After the incident in the park, Frazzle had approached Cindy at school the next day and apologized.

“I didn't realize your cat was upset until he bit me, and Jim Plumstead said it was childish to tease cats.”

“And there's Jim Plumstead's two mates, Jeremy and Rork,” Prunella said eagerly. “Absolute spunks.”

It was a very short guest list. Cindy chewed her pen. It was hardly worth the trouble of the Barry girls to be nice to her. Then again, Constance and Prunella weren't into girlfriends, so perhaps it was just a complicated way of spending the day with Jim and his two friends.

They worked out the quantities of bread and salad and decided to use plastic cups and paper plates. Cindy assured the others it wasn't going to be any trouble to order the meat.
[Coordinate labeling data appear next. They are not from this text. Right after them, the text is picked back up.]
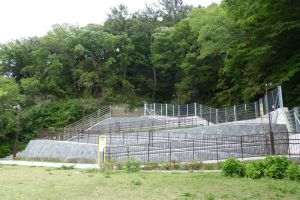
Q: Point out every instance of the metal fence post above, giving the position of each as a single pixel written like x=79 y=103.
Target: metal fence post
x=187 y=110
x=267 y=105
x=234 y=113
x=242 y=147
x=255 y=108
x=201 y=110
x=148 y=152
x=280 y=96
x=170 y=152
x=193 y=149
x=173 y=110
x=296 y=114
x=217 y=149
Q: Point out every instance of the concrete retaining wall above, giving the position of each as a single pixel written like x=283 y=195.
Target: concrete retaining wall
x=61 y=149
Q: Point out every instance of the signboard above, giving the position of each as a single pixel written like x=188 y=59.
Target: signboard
x=102 y=145
x=262 y=112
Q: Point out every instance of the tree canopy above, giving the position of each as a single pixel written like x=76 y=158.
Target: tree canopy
x=219 y=55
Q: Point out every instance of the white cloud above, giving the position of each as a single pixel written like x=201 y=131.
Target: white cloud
x=27 y=18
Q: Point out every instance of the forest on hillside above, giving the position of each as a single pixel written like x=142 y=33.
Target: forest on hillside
x=220 y=55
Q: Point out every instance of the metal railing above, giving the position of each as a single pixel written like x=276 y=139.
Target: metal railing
x=244 y=112
x=91 y=135
x=83 y=124
x=208 y=148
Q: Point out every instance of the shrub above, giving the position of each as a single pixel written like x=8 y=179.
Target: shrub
x=175 y=164
x=233 y=167
x=166 y=166
x=132 y=165
x=4 y=150
x=276 y=167
x=293 y=172
x=255 y=169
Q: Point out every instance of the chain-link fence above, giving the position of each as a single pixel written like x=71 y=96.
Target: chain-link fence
x=270 y=102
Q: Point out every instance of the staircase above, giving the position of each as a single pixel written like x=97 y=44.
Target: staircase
x=78 y=128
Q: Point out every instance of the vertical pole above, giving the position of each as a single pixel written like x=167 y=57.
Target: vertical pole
x=148 y=152
x=255 y=108
x=267 y=105
x=170 y=152
x=242 y=147
x=273 y=102
x=234 y=112
x=280 y=96
x=201 y=110
x=296 y=114
x=193 y=149
x=187 y=110
x=110 y=111
x=173 y=110
x=217 y=149
x=166 y=110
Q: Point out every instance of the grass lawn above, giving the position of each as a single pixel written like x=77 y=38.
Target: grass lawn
x=21 y=182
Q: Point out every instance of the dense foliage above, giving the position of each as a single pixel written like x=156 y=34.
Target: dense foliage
x=220 y=55
x=277 y=167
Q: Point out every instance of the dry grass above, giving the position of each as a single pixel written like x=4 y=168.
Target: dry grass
x=18 y=182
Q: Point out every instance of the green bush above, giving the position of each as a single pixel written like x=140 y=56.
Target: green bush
x=293 y=172
x=233 y=167
x=166 y=166
x=132 y=165
x=196 y=165
x=276 y=167
x=4 y=150
x=255 y=169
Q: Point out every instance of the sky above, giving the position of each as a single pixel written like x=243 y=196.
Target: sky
x=28 y=18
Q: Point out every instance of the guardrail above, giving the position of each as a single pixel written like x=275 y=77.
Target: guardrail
x=257 y=109
x=89 y=135
x=219 y=148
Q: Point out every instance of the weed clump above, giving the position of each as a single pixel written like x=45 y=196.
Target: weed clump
x=64 y=167
x=233 y=167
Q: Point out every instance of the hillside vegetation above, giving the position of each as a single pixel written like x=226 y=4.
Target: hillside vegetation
x=220 y=55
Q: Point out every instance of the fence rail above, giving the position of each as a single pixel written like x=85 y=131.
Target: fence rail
x=86 y=122
x=221 y=147
x=270 y=102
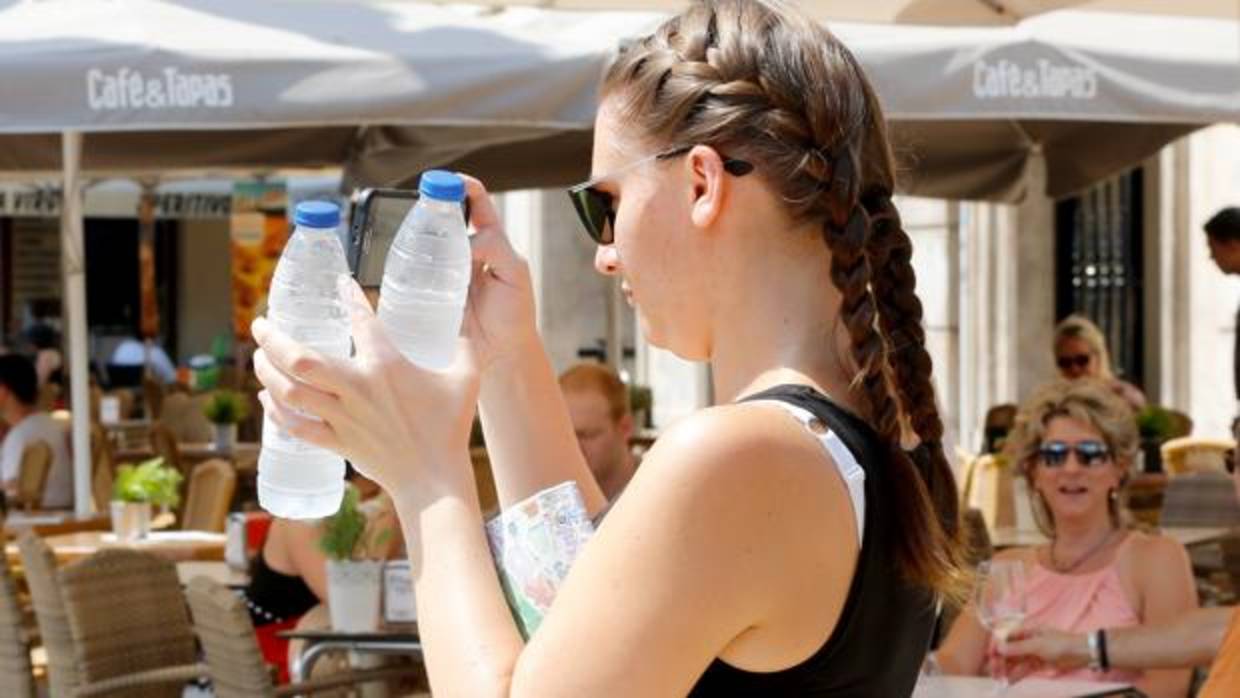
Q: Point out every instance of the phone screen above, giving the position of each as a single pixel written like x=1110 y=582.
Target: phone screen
x=376 y=220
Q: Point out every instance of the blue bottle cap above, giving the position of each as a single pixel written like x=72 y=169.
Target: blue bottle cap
x=442 y=185
x=316 y=215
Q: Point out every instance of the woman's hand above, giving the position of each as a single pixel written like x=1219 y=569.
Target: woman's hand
x=401 y=425
x=500 y=315
x=1031 y=649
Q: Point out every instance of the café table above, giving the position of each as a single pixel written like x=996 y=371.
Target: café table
x=51 y=522
x=398 y=640
x=242 y=453
x=1187 y=536
x=982 y=687
x=218 y=572
x=172 y=544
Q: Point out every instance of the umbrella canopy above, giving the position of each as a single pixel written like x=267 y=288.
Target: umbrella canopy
x=158 y=86
x=391 y=88
x=949 y=13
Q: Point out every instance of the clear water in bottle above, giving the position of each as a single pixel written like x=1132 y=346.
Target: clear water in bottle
x=295 y=479
x=425 y=277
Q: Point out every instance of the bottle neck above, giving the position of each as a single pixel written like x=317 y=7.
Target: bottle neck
x=440 y=206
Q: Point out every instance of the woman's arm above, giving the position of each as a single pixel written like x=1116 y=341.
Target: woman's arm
x=528 y=435
x=1192 y=640
x=1167 y=593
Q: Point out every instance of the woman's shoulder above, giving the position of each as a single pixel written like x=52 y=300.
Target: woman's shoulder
x=1152 y=552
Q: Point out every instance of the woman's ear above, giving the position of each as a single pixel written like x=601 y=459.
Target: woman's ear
x=709 y=185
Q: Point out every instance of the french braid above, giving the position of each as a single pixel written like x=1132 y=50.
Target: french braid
x=768 y=84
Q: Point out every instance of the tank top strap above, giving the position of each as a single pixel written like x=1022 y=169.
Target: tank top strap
x=846 y=463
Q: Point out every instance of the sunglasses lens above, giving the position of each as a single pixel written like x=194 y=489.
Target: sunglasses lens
x=1090 y=453
x=593 y=208
x=1054 y=454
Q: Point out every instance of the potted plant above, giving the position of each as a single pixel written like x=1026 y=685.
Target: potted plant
x=133 y=492
x=1155 y=424
x=225 y=409
x=355 y=573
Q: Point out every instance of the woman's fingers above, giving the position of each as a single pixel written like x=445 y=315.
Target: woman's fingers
x=299 y=361
x=293 y=393
x=296 y=425
x=482 y=215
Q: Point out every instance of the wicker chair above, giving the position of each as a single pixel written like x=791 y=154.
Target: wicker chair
x=132 y=632
x=236 y=665
x=53 y=625
x=1195 y=454
x=36 y=463
x=16 y=675
x=211 y=490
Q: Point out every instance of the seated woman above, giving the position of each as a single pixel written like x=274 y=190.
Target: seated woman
x=289 y=574
x=1073 y=443
x=1080 y=352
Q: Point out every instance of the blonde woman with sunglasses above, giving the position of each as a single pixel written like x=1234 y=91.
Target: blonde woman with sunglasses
x=1073 y=443
x=1080 y=352
x=778 y=543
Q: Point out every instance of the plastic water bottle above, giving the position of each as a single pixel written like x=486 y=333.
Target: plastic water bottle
x=425 y=278
x=298 y=480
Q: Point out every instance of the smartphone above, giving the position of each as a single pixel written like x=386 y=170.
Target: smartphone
x=375 y=218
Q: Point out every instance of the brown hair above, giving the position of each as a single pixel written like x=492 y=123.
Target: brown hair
x=765 y=83
x=598 y=378
x=1088 y=401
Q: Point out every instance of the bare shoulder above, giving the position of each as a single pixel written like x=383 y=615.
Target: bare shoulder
x=748 y=445
x=1155 y=551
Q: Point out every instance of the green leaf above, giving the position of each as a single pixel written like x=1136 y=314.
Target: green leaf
x=226 y=407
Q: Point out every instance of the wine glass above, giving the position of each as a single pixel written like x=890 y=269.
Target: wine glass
x=998 y=601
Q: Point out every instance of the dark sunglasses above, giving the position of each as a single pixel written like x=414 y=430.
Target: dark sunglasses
x=1054 y=454
x=1079 y=361
x=595 y=208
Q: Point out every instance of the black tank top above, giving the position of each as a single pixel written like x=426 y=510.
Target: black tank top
x=274 y=596
x=883 y=632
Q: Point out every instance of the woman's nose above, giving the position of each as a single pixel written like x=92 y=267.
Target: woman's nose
x=606 y=260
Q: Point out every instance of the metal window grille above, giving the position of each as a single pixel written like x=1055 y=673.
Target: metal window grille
x=1099 y=265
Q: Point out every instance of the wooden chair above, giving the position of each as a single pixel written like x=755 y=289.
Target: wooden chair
x=211 y=490
x=1195 y=454
x=231 y=649
x=182 y=414
x=39 y=563
x=36 y=463
x=165 y=445
x=1200 y=500
x=16 y=673
x=102 y=464
x=130 y=629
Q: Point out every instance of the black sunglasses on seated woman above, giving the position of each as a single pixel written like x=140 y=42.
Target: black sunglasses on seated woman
x=595 y=208
x=1054 y=454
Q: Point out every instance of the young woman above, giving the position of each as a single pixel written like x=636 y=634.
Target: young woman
x=1080 y=352
x=780 y=543
x=1074 y=443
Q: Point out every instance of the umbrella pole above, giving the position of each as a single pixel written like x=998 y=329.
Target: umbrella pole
x=73 y=269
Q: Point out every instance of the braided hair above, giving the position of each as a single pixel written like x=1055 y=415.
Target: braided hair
x=763 y=82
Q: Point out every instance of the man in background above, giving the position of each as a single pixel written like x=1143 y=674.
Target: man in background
x=19 y=394
x=598 y=404
x=1223 y=233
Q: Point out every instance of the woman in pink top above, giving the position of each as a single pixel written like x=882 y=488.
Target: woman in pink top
x=1073 y=443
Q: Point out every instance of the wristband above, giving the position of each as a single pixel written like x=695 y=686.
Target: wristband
x=1095 y=656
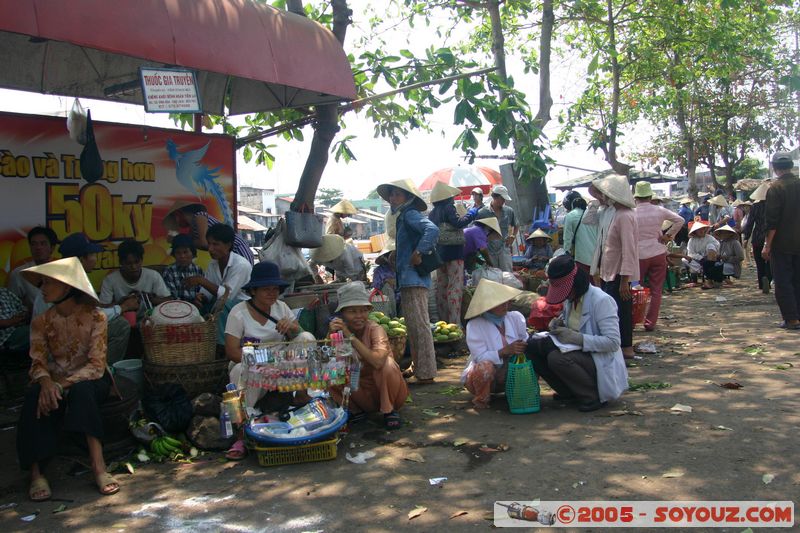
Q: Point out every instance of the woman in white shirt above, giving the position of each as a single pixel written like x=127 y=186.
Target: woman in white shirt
x=260 y=320
x=493 y=335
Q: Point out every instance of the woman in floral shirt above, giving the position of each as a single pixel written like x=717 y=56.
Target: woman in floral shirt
x=68 y=371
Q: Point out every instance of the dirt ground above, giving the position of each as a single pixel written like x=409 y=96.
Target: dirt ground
x=719 y=451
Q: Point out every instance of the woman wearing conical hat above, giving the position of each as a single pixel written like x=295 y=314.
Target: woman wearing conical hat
x=450 y=277
x=68 y=371
x=494 y=334
x=340 y=211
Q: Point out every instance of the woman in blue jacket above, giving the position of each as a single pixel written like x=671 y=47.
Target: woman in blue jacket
x=416 y=236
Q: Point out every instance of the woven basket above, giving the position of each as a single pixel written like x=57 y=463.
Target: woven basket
x=195 y=378
x=179 y=344
x=398 y=345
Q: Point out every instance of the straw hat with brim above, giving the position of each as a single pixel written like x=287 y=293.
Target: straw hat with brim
x=491 y=223
x=561 y=272
x=617 y=189
x=68 y=270
x=489 y=295
x=643 y=190
x=696 y=226
x=719 y=201
x=352 y=294
x=442 y=191
x=538 y=234
x=404 y=185
x=265 y=274
x=332 y=247
x=345 y=207
x=169 y=221
x=760 y=194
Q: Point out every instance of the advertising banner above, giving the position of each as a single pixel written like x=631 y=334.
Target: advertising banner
x=146 y=170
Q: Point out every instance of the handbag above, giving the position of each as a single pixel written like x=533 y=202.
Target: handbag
x=303 y=228
x=450 y=235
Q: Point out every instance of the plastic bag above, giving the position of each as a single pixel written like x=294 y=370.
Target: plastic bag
x=288 y=258
x=76 y=122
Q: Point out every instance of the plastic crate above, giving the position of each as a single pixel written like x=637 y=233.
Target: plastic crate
x=304 y=453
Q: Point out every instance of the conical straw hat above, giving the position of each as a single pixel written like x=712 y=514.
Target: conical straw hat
x=760 y=194
x=69 y=271
x=488 y=295
x=332 y=247
x=719 y=201
x=405 y=185
x=345 y=207
x=442 y=191
x=490 y=222
x=617 y=188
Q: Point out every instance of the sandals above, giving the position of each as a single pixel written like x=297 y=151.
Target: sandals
x=106 y=484
x=237 y=452
x=392 y=421
x=40 y=485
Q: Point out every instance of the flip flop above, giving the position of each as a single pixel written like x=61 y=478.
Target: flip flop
x=237 y=452
x=40 y=484
x=103 y=481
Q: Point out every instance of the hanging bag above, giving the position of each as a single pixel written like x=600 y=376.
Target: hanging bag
x=303 y=228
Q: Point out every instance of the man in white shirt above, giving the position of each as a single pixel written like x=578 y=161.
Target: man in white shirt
x=131 y=278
The conversation petered out. Constance hunted through a well-thumbed pile of recipes, and Prunella picked up a paperback to read from the pile in their shoe cupboard.

“What are you reading?”

“Deathless Love,” Prunella sighed.

“Trash.”

“It is not,” Prunella said earnestly. “Every bit of it is absolutely true. It's about this guy secretly in love who sends one red rose every anniversary of their meeting. It's terribly romantic.”

Cindy leaned over her shoulder to read the open page. “It's terribly mushy.”

“But people behave like that when they are secretly in love.”

“They do?”

“You're just too young to understand,” Constance interrupted in a pitying manner.

Cindy was not convinced. She couldn't see anyone wasting good money to send Mrs. Barry red roses. It was just too ridiculous.

Suddenly, a dazzlingly brilliant idea flashed into her mind. For a few seconds, she was open-mouthed at the magnificent simplicity of it.

“You ready to leave, Cindy?” the professor called.

“Coming, Dad.”

“Thanks for everything. See you both Sunday morning.” Cindy gave Prunella and Constance a flashing happy smile.

Constance looked suspicious, and Prunella pleased. Cindy almost felt grateful. Without knowing it, the Barry girls had shown her the way to help along the romance between her father and Jennifer.